Disclaimer: I have fairly straightforward/brute-force ways of solving my questions; the goal of the question is to learn better approaches and libraries that assist with these calculations.
I have a fairly sizeable csv (100k+ lines) with people, location, time data, and money spent, amongst other things. Say, something like:
thomas, park, noon, 0
jim, pool, afternoon, 5
sandy, school, noon, 0
alex, mall, night, 20
As I approach this corpus of data a few things of interest I'd like to discover, and the ways I'd go about doing them. Currently I implement things with a blend of R and Python (and RPy2).
- Most active people? Most visited places? Most busy time? Easy tally of occurrences that I tally via a for loop.
Similarity -- people who visit X also visit Y -- given a subset of people who visit a park, what are the other locations they visit? Can be applied to the other dimensions as well. Currently I implement this by iterating through the subset and tally things up. What's better?

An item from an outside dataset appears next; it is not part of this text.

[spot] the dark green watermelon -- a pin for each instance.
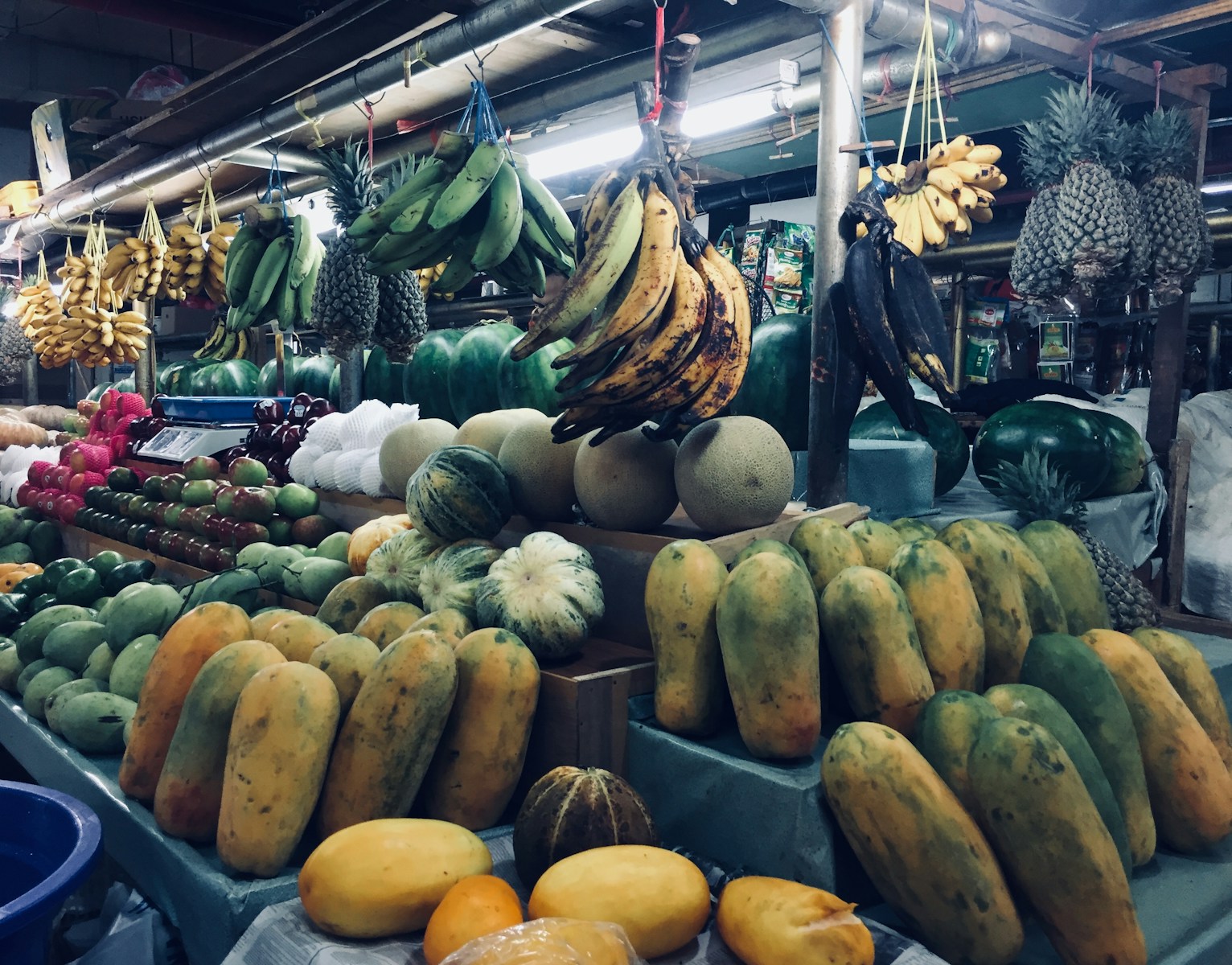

slight digression for 3-4; found libraries but would love to hear better approaches/libraries
- Visualization via network graphs to see clusters/concentrations -- each person is defined as a vertex and the shared location is defined as a colored edge. Preprocessing of the data is kinda a pain due to my data format; I can also "cheat" by having edges be both people and locations+time since that's involves less preprocessing. Currently using weighted graph in R (igraph library).
- Cluster analysis to see if data falls into certain bins; right now I'm just using k-means clustering.
So to reiterate, given the nature of my inquiries, what would be good libraries that have prebuilt and optimized functions to answer some of my questions? It just seems that using a bunch of for loops is a really inefficient and inelegant way to gather insight.